Saturday, July 05, 2008

FISA sidelight

It's an ugly business, the determination of an apparent majority of Democrats in the Senate to legalize grab bag electronic snooping permanently and to immunize telecommunications companies that did it on GWB's say-so. Even uglier, is Senator Obama's retreat from his strong assertions last fall and winter that he wouldn't be a party to trashing our Constitutional protections against being searched without a court process.

But the FISA fight has thrown up one unexpectedly creditable actor, Federal District Judge Vaughan R. Walker in whose court the lawsuits are being heard that would force the telecoms to reveal what they did. In the course of these lawsuits, Walker has ruled 1) that the companies could not reasonably have believed that what they were doing didn't violate FISA as it then existed and that 2) the Government can't claim on unsupported assertion that allowing the suits to proceed will violate a "state secrets" privilege. Those are actually quite radical repudiations of the Bushie's power grabs. Glenn Greenwald explains the intricacies here.

Walker should be a familiar name to progressive San Franciscans. When Daddy Bush appointed him in 1988, civil rights advocates were up in arms and we did our feeble best to prevent his confirmation. In too recent memory, as a partner in the corporate law firm of Pillsbury, Madison & Sutro, Walker had carried, and won, the copyright infringement case the United States Olympic Committee brought against the "Gay Olympics." No matter that the USOC had never moved against the Nebraska Rat Olympics or the Police Olympics. Queers were not to sully the good name of the sporting event.

And Walker wasn't just a dispassionate advocate for his client. We were particularly distressed when the USOC sought a damage lien against the house of Dr. Tom Waddell, founder of the Gay Olympics and a U.S. decathlete in the 1968 Mexico Olympics. Waddell died of AIDS in 1987. The "Gay Games" has since served to humanize LGBT people in five more quadrennial versions. It's now a fine international party.
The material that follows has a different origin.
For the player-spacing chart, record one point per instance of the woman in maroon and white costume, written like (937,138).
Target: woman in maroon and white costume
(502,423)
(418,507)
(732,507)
Back then, lots of us loathed Walker.

''I think his lack of compassion and inhumanity and coerciveness certainly disqualify him from consideration for the Federal judiciary,'' said Mary Dunlap, a San Francisco lawyer who opposed Mr. Walker in the Olympics case.

New York Times,
January 14, 1988

Nobody paid much attention to outraged queers and friends in those days.
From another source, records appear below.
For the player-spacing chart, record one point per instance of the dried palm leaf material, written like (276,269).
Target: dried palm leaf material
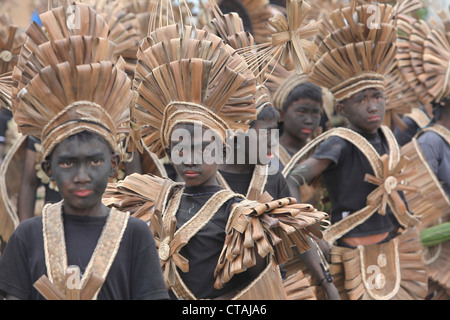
(401,271)
(157,13)
(290,44)
(354,51)
(436,64)
(124,28)
(141,195)
(259,12)
(11,40)
(187,75)
(266,228)
(410,55)
(400,99)
(65,81)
And Walker has gone on to become an interesting judge with an independent streak. Would that more judicial appointees showed his fiber.


Anonymous said...

And appointed by G.H.W. Bush no less. Walker is an interesting case--getting more independent the longer he's on the bench, though not known for being a passionate advocate of the rights of the citizenry.

Nell said...

Thanks for this, Jan; I hadn't known that history.

On the FISA main stage -- last-ditch efforts to get Senators to do the right thing on the vote this coming Tuesday the 8th --Thomas Nephew has a great round-up of information and links.